Dolan challenged Tunstall to a gunfight, but the latter refused, as he preferred to let others do the killing for him.

Preparing for war, Dolan hired members of the Seven Rivers Warriors, the Jesse Evans Gang and the John Kinney Gang.

In response, Tunstall and McSween formed a gang of their own called the Lincoln County Regulators. The ranks included Richard "Dick" Brewer, Charlie Bowdre, Billy the Kid, Doc Scurlock, George Coe and Frank Coe.

==Lincoln County War==
On February 18, 1878, Tunstall was shot and killed, officially while resisting arrest, by Deputies Jesse Evans, William Morton, Tom Hill and Frank Baker. This led to what would become known as the Lincoln County War, one of the most famous range wars.

Although Dolan was suspected of ordering the killing, Sheriff Brady did nothing.

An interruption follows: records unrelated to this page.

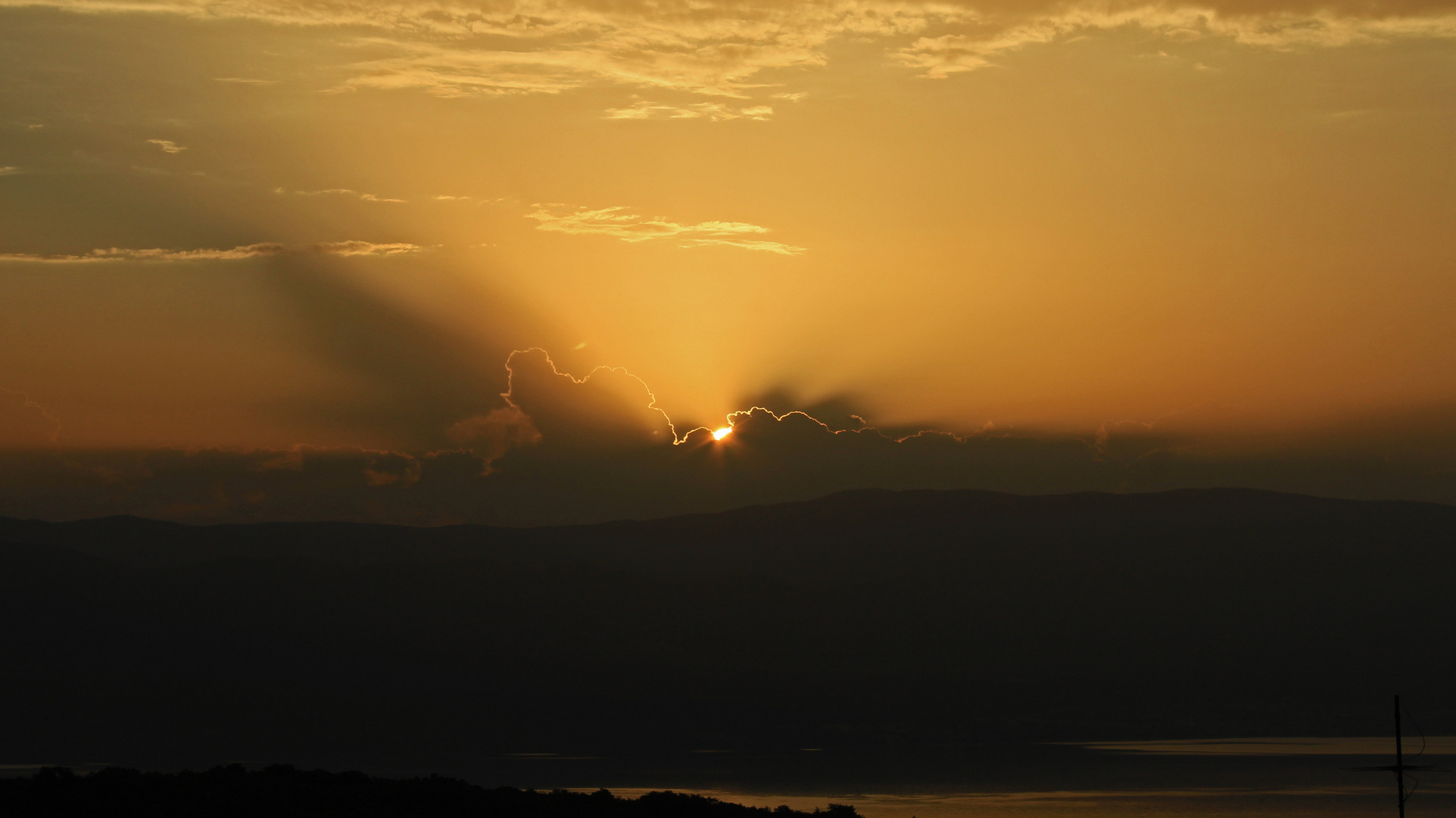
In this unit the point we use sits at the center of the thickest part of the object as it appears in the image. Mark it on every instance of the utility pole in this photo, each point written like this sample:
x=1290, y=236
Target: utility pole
x=1399, y=767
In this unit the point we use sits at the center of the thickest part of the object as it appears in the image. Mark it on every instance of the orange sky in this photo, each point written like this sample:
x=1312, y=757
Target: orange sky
x=264, y=223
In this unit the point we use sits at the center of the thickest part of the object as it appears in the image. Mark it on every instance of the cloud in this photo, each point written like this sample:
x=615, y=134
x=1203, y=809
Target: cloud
x=25, y=424
x=510, y=47
x=618, y=223
x=492, y=434
x=244, y=252
x=711, y=111
x=340, y=192
x=563, y=448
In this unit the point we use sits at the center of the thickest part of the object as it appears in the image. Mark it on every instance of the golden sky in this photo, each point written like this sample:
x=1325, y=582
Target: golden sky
x=279, y=223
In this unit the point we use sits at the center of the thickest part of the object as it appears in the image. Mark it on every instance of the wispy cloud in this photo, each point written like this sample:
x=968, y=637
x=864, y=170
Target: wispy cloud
x=340, y=192
x=506, y=47
x=711, y=111
x=618, y=223
x=242, y=252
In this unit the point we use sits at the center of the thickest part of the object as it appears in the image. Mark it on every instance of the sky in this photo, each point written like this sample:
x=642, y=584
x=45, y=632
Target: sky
x=495, y=261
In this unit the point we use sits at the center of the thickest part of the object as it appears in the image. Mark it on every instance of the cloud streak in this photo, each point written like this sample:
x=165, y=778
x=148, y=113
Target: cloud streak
x=619, y=223
x=711, y=111
x=353, y=248
x=341, y=192
x=509, y=47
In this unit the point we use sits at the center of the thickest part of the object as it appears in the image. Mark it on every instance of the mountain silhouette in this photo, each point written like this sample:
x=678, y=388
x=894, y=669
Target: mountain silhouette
x=865, y=619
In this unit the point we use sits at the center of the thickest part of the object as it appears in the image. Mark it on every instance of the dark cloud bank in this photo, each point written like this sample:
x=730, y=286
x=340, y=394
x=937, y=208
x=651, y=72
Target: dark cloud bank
x=560, y=450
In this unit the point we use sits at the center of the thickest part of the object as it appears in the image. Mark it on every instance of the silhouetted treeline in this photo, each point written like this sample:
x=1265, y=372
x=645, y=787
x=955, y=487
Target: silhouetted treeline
x=865, y=619
x=284, y=792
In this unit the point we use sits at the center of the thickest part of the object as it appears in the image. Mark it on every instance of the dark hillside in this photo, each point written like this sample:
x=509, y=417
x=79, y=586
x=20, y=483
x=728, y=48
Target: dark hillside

Alex McSween then took command of the Regulators, which included the primary protagonists of Tunstall, who were deputized to capture and bring in Evans, Morton, Baker and Hill. William Morton and Frank Baker were captured on March 6 by the Regulators, who on March 9, 1878, executed them both when the group was surprised by Dolan-Murphy cowboys, along with fellow Regulator William McCloskey, who was suspected of having betrayed the Regulators and of being on Dolan's payroll. That same day Evans and Hill attempted to disperse sheep on a local farm, and Hill was killed by the sheep farmer, while Evans was wounded.

During that period, Dolan offered a $1000 reward for anyone who would kill Alexander McSween.

On April 1, 1878, the Regulators ambushed and murdered Sheriff Brady and Deputy George W. Hindman. According to Robert Marshall Utley, the murder of Sheriff Brady was ordered by Alexander McSween, who had learned that the Sheriff was carrying an arrest warrant for him. As Sheriff Brady and Deputy Hindman lay dead, Regulator Billy the Kid ran from the place of ambush in order to remove the arrest warrant from the Sheriff's pocket. Instead, the Kid was driven back and wounded by the gunfire of one of Sheriff Brady's Deputies.

Several killings followed, committed by both the Regulators and the gunmen hired by Dolan, who were often led by Jesse Evans. John Copeland was appointed to replace Brady, but when he refused to side with either faction, preferring to remain neutral and deal with both sides accordingly, he was dismissed and replaced by George Peppin, who was plainly on the side of the Murphy-Dolan faction. The range war lasted through July, 1878, culminating in the Battle of Lincoln.

==Aftermath==
When the range war ended, Susan McSween hired attorney Huston Chapman to pursue charges against Dolan and others, in addition to working toward amnesty for the Regulators. On February 18, 1879, one year to the day after Tunstall was murdered, Evans and Billy Campbell killed Chapman, then fled the territory. That murder also was attributed to Dolan, though his involvement was never proven. Dolan was indicted for the murder of Tunstall, but was acquitted.

==Last years==
Dolan later suffered from alcoholism, but did serve as the Lincoln County Treasurer for a time, as well as in the Territorial Senate. He died on his ranch in 1898, aged 49, having finally acquired all of Tunstall's property as well. Much of the land was later expropriated by the Federal government as part of land conservation with the substantial remainder later being sold off.